Auxiliary Nursing and Midwifery (ANM)
About Auxiliary Nursing and Midwifery (ANM)
The ANM is the qualification behind India’s frontline of rural healthcare. An auxiliary nurse midwife is the first contact between the community and the formal health system, posted at health sub-centres that typically serve around 5,000 people (about 3,000 in tribal and hilly areas). The two-year programme — regulated by the Indian Nursing Council and delivered through recognized ANM training schools — teaches community health, maternal and child health, midwifery, immunization, family-planning counselling, health education, sanitation and first aid, with supervised field postings built in. Graduates register with their State Nursing Council as ANMs, the credential state health departments require for sub-centre postings.

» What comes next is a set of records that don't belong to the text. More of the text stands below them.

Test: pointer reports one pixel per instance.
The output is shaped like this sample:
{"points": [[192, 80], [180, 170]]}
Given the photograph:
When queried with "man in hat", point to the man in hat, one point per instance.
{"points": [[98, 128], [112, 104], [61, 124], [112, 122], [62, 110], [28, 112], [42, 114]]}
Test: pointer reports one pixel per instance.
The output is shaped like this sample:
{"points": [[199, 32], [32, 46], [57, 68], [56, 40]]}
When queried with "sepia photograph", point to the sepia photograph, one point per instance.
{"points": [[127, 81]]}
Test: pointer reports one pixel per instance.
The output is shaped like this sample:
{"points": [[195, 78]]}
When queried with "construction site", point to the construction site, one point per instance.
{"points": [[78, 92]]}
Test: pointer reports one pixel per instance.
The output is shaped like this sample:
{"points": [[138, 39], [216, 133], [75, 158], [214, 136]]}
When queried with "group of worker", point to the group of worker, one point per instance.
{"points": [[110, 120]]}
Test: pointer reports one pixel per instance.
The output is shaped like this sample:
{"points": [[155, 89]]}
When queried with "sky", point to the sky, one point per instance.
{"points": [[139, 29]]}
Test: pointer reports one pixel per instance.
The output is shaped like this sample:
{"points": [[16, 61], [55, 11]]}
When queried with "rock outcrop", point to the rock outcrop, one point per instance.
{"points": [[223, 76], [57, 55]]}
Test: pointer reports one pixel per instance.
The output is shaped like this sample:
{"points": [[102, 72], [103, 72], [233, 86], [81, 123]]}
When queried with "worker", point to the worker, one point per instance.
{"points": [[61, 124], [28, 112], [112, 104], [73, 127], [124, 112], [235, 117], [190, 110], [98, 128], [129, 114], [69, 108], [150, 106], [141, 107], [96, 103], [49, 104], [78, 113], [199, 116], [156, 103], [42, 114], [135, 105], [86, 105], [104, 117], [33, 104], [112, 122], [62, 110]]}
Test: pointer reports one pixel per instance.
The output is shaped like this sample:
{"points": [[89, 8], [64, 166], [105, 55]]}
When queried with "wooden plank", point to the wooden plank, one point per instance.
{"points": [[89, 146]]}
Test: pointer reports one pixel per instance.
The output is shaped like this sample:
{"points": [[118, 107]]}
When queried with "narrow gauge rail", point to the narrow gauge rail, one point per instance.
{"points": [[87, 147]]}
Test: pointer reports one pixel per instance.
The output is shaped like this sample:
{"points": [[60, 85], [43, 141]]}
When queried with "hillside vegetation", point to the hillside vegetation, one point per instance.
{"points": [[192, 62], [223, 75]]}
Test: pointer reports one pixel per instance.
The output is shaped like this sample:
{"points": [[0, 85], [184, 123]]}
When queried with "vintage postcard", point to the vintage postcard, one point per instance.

The role has grown in importance since the National Rural Health Mission (2005) put maternal and child health at the centre of public-health spending: ANMs anchor immunization sessions, antenatal care and institutional-delivery drives, working with ASHA workers who mobilize the community. This makes the ANM one of the few diplomas whose primary employer is the government itself — state health departments and the National Health Mission recruit ANMs continuously for sub-centres and health & wellness centres, alongside private hospitals, maternity homes and NGOs running community programmes.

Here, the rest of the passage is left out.